# On me holidays..



## marso70 (Oct 10, 2007)

Well ladies and gents yours truly is off on holiday for two weeks in Jamaica, then when I get back I start my MMA training in earnest, BUT till then I shall be relaxing to the full..

Paul. :clap:


----------



## MMABulk (Oct 17, 2007)

enjoy mate :beerchug:


----------



## PeterJ (Sep 27, 2007)

Have a nice time mate....


----------



## marc (Jul 16, 2007)

You Bastard!!!! I was there in may mate, stayed in ocho rios where are you staying?


----------



## marso70 (Oct 10, 2007)

marc said:


> You Bastard!!!! I was there in may mate, stayed in ocho rios where are you staying?


Heh heh, we're staying in the Trelawney Starfish resort....this :drunk: will be me .

Paul.


----------



## marc (Jul 16, 2007)

http://www.thomson.co.uk/destinations/caribbean/jamaica/jamaica/falmouth/hotels/starfish-trelawny.html

Looks great mate...i really do hate you though!!

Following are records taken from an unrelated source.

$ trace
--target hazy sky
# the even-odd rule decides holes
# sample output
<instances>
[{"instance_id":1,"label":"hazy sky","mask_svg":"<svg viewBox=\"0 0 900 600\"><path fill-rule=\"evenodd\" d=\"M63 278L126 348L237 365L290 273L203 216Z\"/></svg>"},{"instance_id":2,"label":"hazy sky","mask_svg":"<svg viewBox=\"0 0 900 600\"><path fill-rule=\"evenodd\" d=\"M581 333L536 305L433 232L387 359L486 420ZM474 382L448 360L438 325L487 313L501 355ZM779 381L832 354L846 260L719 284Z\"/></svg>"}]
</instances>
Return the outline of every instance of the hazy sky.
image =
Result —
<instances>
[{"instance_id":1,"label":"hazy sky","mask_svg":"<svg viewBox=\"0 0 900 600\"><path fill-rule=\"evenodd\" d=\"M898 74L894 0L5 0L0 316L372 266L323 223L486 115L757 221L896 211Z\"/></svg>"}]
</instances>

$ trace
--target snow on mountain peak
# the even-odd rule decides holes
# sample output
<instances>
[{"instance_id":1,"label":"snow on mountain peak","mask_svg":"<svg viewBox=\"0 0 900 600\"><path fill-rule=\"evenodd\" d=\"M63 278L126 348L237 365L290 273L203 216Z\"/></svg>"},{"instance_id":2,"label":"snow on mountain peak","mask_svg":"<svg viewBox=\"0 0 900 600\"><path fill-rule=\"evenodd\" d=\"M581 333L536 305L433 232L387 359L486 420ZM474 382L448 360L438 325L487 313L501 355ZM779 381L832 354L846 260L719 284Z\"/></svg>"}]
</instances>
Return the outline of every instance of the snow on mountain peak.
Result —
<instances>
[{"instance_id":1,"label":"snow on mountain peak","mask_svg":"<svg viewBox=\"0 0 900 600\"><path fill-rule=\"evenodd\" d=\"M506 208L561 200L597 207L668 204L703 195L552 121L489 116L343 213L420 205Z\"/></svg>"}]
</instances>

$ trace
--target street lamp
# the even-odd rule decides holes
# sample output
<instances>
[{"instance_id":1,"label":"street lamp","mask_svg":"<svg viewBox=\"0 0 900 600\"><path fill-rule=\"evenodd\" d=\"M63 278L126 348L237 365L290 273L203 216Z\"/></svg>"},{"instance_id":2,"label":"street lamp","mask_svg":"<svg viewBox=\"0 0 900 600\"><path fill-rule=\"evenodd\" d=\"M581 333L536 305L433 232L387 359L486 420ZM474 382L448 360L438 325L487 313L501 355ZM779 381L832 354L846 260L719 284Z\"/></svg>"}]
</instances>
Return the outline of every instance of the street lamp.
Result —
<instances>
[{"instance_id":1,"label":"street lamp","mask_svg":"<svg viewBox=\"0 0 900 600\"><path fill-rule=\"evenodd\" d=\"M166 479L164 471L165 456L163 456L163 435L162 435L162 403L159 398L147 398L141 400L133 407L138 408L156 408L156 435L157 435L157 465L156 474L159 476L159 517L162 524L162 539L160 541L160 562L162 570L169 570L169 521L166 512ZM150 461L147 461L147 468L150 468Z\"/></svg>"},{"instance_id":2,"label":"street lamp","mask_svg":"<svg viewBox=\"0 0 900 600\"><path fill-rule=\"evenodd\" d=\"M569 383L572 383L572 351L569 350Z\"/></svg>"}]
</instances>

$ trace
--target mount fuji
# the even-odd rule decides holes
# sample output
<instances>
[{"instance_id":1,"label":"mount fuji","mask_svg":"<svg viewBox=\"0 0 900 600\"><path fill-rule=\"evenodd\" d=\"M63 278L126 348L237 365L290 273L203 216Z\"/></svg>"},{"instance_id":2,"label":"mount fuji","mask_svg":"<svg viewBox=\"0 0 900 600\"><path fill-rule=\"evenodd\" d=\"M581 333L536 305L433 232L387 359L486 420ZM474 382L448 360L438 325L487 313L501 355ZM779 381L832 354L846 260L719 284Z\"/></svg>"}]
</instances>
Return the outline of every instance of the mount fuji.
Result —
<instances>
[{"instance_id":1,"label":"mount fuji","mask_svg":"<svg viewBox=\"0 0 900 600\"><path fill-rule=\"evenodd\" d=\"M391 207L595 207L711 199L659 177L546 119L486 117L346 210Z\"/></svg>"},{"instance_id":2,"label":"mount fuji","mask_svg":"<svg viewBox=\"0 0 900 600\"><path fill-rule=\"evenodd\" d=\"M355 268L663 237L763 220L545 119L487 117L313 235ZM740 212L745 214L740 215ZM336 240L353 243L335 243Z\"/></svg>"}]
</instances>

we stayed at the Riu ocho rios it was amazing, that good where planning on going back in February, if you like hot weather, loads of rum and boobs on the beach you'll have a great time.

A few things to do

swim with dolpins at dolphin cove - about 15 minutes away from where your staying it was fantastic, i swam with stingrays too

Climb dunns falls, climbed a waterfall, great experience

Buy weed off a man on jet ski....speaks for itself really


----------



## PeterJ (Sep 27, 2007)

marc said:


> Buy weed off a man on jet ski....speaks for itself really


On my top 10 things to do before I die list....LOL


----------



## marso70 (Oct 10, 2007)

marc said:


> http://www.thomson.co.uk/destinations/caribbean/jamaica/jamaica/falmouth/hotels/starfish-trelawny.html
> 
> Looks great mate...i really do hate you though!!
> 
> ...


Cheers marc we fly out monday morning so I'm getting excited now!!

Me and the Missus are going to do the Dunns falls watch the sunset trip as plus a few others if we have enough money..


----------